Its Chief Executive Officer and President, William R Johnson, said: “The Internet is transforming the way we do business, and Transora enables Heinz and other participants to leverage the power of new technology to offer our customers improved service, greater efficiency and reduced cost.
“It is a perfect example of the so-called ‘old economy’ using the new economy to generate greater value for customers, consumers and shareholders.”
One of the biggest surprises about Transora has been the speed in which the initiative was developed – a sign maybe of the increasing pace of business in an E-commerce dominated world.
It was not until March that the future Transora partners got together and signed an expression of interest. Now, in mid June, the project has been launched, the first board meeting held, with almost US$240 million being committed by the 49 participants.
Clearly the idea caught the imagination of some of the world’s leading business minds, who leapt at the chance of launching a global dot.com group, funded and owned by its members and key partners. Although, having launched the scheme with almost indecent haste, its development is being taken step by step.
The timetable is this: the body of manufacturers is in place. Talks are currently going ahead with key retailers. And for those Transora is not in dialogue with, retailers can keep their eyes on the headlines and contact the consortium.
Transora says that it anticipates producing a procurement and product catalogue by the end of the year.
Some future facilities will include auctions, private negotiations and requests for a quote and the manufacturers say they could save millions in processing costs by moving under Transora’s umbrella.

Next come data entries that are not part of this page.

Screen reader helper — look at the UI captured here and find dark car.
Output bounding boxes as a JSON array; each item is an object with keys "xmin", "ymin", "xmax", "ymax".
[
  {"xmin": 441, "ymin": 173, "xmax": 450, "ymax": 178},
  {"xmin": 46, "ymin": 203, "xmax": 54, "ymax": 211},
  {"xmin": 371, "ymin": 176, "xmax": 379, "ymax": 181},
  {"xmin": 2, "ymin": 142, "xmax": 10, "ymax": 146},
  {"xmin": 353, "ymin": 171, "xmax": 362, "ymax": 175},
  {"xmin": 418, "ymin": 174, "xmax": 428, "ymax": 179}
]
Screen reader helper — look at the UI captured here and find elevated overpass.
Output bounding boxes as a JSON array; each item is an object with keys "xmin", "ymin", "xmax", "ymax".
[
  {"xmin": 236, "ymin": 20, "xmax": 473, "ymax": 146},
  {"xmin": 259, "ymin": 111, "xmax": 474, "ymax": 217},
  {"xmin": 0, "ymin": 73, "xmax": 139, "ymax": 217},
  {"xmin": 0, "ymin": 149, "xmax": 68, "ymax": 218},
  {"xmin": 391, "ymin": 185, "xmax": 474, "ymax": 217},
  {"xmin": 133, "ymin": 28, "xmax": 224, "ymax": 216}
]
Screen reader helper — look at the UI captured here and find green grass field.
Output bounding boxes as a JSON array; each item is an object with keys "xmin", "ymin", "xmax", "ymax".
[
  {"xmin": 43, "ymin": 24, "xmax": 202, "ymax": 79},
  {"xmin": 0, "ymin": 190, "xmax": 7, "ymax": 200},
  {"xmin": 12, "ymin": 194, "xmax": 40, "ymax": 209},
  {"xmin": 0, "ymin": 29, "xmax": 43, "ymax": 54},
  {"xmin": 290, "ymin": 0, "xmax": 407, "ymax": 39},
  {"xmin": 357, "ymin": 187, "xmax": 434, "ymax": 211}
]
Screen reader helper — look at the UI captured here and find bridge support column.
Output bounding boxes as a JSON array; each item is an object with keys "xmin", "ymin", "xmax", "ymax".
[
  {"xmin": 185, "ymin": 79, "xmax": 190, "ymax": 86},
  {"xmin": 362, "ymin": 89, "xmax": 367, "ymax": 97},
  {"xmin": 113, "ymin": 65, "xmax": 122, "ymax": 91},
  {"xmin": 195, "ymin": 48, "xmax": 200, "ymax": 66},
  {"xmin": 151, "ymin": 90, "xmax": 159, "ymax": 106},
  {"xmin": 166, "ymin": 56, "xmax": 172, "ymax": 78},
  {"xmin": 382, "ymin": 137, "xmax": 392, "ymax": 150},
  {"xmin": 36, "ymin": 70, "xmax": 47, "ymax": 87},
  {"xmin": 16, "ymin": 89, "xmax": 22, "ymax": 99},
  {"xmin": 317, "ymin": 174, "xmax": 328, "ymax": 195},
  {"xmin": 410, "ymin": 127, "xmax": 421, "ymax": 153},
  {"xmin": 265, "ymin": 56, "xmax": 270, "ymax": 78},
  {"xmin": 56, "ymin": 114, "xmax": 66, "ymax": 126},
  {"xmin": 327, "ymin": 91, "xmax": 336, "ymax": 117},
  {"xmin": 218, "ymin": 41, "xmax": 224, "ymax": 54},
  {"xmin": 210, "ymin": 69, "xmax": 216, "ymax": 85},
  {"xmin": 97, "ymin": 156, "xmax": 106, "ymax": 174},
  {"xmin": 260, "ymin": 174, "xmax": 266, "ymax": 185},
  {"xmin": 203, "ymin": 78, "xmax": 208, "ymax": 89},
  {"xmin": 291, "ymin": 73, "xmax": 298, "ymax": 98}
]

The consortium’s services will also provide strategic services including collaborative planning, forecasting and replenishment between manufacturers and retailers during the year 2001.
Cadbury Schweppes head of group public relations, Dora McCabe, said: “The first tranche of activity will not be until the last quarter and that will be in the area of procurement.
“It’s been put together in such a very short time scale. We became involved because we are very interested in the whole area of e-commence and its benefits for us as a global company. There is a clear advantage to global standards being set, and achieving a good base of suppliers linked into those standards will be a benefit.”
Transora claims its customers will benefit from a faster, better quality of service and cut costs. Procter and Gamble Company CIO and Transora board member, Stephen David, said: “Transora will dramatically change the way this industry conducts business.”
“Conducting transactions electronically on a common platform with shared standards will provide tremendous value to the supply chain. Simply put, it will increase the overall quality of service we deliver to our customers.”
And the Coca Cola Company executive vice president, James Chestnut, added: “A key benefit of our services will be in improving the speed and liquidity of transactions for participating companies. Transora will offer a single connection to a broad array of services and exchanges on the internet, providing ease of connectivity and associated cost efficiencies.”
Sarah Lee Corporation’s executive vice president Judy Sprieser was chairwoman of the early steering committee which led the early phase of the Transora formation.
She said: “It has been truly remarkable to witness an industry come together so rapidly to create a vision for transforming our current business practices.
“We are well financed and strategically positioned to shape our own destiny in a way other business to business exchanges cannot. With this venture, old economy companies are becoming new economy leaders.”
Mr Simon insists Transora cannot fail. As proof, he told just-food.com, that Rudi Markham has recently joined the consortium’s board from Unilever MV, where he has been an experienced strategy and techology director. “We will not allow Transora to fail,” he repeated. Time will tell whether his bullishness is justified.